Dopo la visita in Venezuela, dove Stone resta sedotto dall'energia e dal contagioso, ingenuo, colorito ottimismo del "tiranno", la troupe di South of the Border si sposta in altri paesi sudamericani in cui sono al potere forze d'ispirazione bolivariana e socialista. Di qui le interviste con Evo Morales, primo presidente indigeno della Bolivia, Lula da Silva, ex operaio metalmeccanico e trentanovesimo presidente del Brasile, Cristina Kirshner, volitivo e carismatico successore alla guida dell'Argentina di suo marito Nestor Kirshner, l'ex vescovo ora presidente paraguagio Fernando Lugo, il giovane e grintoso presidente ecuadoriano Rafael Correa, e infine Raul Castro, fratello di Fidel attualmente alla guida della Isla Grande.

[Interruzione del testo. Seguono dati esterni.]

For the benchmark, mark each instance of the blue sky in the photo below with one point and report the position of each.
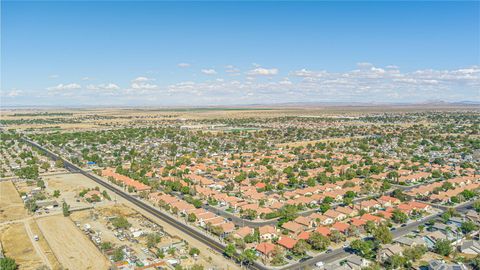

Personaggi di varia estrazione e dai percorsi diversi accomunati da un orientamento di centro-sinistra e da un sogno: trovare un'intesa tra i paesi sudamericani che porti, sul modello dell'Unione Europea, all'adozione di una moneta unica e alla capacità di creare una grande forza in grado di tenere testa politicamente alla superpotenza a nord del confine. Come già in Comandante e in Persona non grata, Stone è presente nel suo documentario come intervistatore ma anche come coscienza critica, non solo della politica estera del suo paese nativo ma anche, in diverse occasioni, del comportamento passato e presente dei suoi ospiti latini - i quali sono tutti presentati in maniera snella ma efficace. Dei paesi di cui sono alla guida, invece, Stone offre un quadro piuttosto parziale dal punto di vista informativo, analizzandone soprattutto i rapporti (e i debiti) con il Fondo Monetario Internazionale, organismo controllato in larga parte dagli USA che ha imposto negli anni misure che favorissero il gigante nordamericano in cambio dei propri aiuti, e tralasciando invece di illustrare le attuali politiche economiche e non dei vari capi di stato e delle loro forze di governo. Approfondire, probabilmente, è compito nostro: Stone si limita a mostrare ai suoi conterranei e al resto del mondo un'immagine non minata dalla lampante falsità dei media stelle e strisce di personaggi sempre interessanti, ma spesso anche controversi. Il resto, si spera, verrà da sé.